Thursday, June 16, 2005

The Googler's dilemma

As Eric Muller has pointed out, I gave an interview to the local Durham Herald-Sun on my involvement in the LeBeau incident. The story accurately reflects what I had to say: I've taken no joy in the duty to report an ethical violation that I was on no mission to discover. Of all the options--and I did consider several--going to the press made the most sense by far. This is the kind of work that we look to the press to do. I'm not one who longs for the day when the mainstream media crumbles before the power of the blogosphere. There's a place for both. I believed that this case was serious enough to be newsworthy, but it certainly was reassuring to find that Tom Bartlett, an experienced Chronicle reporter who specializes in plagiarism cases (a sad thing in itself), thought so too. He capably did his job, other journalists picked it up, and then a blog reader did further investigative work and added to the findings.
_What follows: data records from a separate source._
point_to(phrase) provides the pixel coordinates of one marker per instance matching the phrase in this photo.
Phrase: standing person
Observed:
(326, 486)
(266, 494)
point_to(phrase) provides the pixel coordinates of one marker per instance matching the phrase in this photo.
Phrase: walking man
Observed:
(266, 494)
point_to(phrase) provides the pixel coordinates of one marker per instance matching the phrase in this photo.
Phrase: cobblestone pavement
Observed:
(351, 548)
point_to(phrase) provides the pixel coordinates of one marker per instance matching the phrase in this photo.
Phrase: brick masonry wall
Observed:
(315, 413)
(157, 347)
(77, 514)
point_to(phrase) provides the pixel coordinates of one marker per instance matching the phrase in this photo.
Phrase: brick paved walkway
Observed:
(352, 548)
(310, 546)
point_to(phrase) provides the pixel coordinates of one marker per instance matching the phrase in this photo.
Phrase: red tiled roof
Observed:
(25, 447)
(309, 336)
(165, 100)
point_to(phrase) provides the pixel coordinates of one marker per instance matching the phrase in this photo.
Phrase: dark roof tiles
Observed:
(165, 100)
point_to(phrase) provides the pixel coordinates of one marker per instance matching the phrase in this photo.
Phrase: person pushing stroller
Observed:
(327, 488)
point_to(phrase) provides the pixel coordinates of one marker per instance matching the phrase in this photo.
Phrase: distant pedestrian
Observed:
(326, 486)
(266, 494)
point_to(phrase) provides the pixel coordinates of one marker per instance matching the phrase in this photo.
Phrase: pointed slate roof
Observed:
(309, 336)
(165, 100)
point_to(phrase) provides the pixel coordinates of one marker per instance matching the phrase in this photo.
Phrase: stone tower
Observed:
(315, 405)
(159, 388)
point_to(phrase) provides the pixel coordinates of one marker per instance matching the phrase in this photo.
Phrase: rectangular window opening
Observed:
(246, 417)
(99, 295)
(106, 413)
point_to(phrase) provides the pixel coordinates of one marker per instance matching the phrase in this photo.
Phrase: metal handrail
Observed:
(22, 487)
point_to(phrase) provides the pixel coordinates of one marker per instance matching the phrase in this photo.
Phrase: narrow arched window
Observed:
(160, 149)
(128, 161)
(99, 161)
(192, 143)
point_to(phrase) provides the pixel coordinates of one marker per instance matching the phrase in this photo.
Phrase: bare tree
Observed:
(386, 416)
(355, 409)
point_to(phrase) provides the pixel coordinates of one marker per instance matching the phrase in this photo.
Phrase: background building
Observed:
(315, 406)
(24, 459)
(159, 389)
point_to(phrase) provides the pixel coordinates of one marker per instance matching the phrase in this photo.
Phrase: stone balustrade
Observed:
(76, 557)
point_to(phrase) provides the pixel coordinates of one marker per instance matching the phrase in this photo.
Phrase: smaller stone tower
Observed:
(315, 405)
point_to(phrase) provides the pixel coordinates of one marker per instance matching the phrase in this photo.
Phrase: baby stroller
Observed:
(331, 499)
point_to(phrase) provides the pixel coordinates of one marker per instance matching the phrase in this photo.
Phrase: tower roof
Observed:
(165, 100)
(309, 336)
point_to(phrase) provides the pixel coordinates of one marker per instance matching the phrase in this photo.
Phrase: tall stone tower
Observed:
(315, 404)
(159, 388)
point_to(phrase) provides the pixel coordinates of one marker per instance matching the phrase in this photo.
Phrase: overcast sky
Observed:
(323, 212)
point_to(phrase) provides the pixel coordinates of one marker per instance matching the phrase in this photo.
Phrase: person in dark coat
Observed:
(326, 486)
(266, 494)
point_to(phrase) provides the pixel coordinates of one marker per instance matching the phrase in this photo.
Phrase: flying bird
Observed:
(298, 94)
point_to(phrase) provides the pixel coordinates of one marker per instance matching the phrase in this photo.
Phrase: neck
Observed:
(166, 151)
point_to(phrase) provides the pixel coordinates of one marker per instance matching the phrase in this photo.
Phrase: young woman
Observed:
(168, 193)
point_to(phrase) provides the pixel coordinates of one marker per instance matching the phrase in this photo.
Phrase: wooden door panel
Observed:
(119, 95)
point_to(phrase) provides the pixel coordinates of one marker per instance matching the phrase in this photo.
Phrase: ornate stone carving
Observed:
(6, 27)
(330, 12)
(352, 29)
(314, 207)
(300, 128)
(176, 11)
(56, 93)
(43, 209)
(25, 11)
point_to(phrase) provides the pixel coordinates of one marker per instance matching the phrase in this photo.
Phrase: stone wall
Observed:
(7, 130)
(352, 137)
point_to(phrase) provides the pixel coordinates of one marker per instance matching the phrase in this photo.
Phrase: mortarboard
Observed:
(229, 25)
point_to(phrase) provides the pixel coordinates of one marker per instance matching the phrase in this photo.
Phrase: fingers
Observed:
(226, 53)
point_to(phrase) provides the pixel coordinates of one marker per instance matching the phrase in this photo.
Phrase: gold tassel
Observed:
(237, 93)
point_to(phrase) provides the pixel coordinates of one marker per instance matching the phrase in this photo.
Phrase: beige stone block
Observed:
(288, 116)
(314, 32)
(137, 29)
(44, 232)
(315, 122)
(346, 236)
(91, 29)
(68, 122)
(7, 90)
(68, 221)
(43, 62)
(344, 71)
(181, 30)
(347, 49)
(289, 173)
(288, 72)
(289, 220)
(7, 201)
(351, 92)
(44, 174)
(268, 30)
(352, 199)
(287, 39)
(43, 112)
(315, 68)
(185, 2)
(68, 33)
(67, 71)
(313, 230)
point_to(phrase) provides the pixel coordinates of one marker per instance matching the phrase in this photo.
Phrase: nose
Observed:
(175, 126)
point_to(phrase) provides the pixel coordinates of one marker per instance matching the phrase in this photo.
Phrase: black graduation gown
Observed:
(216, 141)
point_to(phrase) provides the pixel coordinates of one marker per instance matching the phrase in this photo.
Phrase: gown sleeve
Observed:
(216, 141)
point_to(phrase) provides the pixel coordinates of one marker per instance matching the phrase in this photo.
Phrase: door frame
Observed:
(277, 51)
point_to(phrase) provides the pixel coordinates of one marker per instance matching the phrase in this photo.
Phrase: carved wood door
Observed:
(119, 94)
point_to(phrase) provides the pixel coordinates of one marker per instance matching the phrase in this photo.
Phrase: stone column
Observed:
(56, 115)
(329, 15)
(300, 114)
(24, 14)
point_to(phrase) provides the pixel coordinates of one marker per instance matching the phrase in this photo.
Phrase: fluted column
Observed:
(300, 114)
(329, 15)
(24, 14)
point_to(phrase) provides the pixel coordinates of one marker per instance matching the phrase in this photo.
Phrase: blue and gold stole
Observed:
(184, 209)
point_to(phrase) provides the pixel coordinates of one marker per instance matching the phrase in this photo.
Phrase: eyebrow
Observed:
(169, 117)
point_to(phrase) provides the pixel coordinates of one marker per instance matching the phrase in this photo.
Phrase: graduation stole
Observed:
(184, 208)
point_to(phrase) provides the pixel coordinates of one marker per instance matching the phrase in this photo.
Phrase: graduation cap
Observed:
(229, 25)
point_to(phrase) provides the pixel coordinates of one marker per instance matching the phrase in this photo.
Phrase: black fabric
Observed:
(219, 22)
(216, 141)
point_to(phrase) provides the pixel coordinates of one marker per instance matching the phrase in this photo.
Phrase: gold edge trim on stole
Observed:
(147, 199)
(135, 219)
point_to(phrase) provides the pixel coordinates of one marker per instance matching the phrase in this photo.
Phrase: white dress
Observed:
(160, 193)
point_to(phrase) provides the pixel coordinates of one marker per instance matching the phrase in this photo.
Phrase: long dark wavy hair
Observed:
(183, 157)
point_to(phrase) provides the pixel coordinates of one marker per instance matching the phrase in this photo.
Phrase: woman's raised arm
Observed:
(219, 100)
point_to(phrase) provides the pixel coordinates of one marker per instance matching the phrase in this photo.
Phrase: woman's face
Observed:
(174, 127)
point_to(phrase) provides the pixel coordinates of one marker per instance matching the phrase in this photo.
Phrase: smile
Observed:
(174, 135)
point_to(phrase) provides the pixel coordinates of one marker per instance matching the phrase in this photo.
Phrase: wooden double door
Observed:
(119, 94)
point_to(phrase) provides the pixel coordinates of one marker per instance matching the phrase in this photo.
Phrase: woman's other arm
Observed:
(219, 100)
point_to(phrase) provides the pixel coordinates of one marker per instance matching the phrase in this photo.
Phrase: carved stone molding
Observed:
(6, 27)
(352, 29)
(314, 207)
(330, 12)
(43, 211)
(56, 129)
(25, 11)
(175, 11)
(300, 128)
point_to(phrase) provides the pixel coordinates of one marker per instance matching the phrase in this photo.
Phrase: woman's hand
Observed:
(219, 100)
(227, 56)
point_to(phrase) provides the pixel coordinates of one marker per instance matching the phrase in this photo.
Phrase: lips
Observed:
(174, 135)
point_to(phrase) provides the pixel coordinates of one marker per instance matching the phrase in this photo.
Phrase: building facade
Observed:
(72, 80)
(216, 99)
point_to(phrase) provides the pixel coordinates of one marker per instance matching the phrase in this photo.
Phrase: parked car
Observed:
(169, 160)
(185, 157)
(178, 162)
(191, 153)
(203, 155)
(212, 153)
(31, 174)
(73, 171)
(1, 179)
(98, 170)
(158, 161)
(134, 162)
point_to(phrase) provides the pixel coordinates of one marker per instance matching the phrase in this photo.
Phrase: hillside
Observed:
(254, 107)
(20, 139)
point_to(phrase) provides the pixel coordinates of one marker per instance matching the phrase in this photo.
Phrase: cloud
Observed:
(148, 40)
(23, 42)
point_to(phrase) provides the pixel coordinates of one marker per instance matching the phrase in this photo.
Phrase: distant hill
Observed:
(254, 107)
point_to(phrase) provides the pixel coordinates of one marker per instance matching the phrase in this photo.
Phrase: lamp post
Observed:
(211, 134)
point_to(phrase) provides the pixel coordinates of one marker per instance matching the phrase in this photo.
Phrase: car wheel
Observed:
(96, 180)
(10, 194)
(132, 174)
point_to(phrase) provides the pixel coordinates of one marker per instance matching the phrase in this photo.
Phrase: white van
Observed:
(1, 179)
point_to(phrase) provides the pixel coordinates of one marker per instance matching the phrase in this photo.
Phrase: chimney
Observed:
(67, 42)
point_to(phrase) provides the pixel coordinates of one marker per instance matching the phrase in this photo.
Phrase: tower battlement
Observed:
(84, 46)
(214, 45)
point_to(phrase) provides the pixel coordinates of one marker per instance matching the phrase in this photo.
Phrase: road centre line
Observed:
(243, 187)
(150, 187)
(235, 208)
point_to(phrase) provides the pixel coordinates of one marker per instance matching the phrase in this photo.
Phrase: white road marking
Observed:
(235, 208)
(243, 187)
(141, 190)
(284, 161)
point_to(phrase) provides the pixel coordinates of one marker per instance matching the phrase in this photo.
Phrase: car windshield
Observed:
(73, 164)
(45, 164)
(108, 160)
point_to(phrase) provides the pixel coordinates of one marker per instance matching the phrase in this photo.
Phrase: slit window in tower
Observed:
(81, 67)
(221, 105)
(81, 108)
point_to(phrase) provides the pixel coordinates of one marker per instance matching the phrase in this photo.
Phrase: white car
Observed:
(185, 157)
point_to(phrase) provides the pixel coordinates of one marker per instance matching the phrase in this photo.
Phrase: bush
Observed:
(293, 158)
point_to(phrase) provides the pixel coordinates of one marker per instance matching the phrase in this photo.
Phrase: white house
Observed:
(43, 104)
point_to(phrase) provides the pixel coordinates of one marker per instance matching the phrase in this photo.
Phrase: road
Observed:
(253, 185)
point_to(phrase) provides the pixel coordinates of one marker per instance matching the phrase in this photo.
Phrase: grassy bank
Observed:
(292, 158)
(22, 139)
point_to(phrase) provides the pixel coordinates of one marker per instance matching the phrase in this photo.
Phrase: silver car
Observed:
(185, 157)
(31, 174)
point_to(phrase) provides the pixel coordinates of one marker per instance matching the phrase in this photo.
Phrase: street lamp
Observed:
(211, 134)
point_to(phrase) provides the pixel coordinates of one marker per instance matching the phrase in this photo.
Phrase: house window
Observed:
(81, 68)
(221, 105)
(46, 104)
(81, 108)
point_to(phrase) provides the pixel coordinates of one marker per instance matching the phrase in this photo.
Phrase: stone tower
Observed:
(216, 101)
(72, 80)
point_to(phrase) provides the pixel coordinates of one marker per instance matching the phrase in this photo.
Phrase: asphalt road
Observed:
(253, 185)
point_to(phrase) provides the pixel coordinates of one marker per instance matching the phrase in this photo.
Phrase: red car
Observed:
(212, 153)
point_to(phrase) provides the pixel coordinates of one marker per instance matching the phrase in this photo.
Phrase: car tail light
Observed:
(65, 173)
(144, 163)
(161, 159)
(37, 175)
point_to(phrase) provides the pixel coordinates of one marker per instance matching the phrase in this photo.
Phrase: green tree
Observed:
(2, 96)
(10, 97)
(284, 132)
As the Herald-Sun story noted, I did find myself confronted (thanks to the power of Google) with a moral dilemma. And as Eric notes, there is no clear direction for what someone who discovers an instance of plagiarism by a university professor is supposed to do about it, or how. After the fact, it appears that my response was consistent with the American Historical Association's Statement on Standards of Professional Conduct. I quoted from these guidelines earlier in discussing what plagiarism is. From the same document:

All who participate in the community of inquiry, as amateurs or as professionals, as students or as established historians, have an obligation to oppose deception. . . . After leaving graduate school, every historian will have to depend primarily on vigilant self-criticism. Throughout our lives none of us can cease to question the claims our work makes and the sort of credit it grants to others.


Now, that's a very sensible guideline.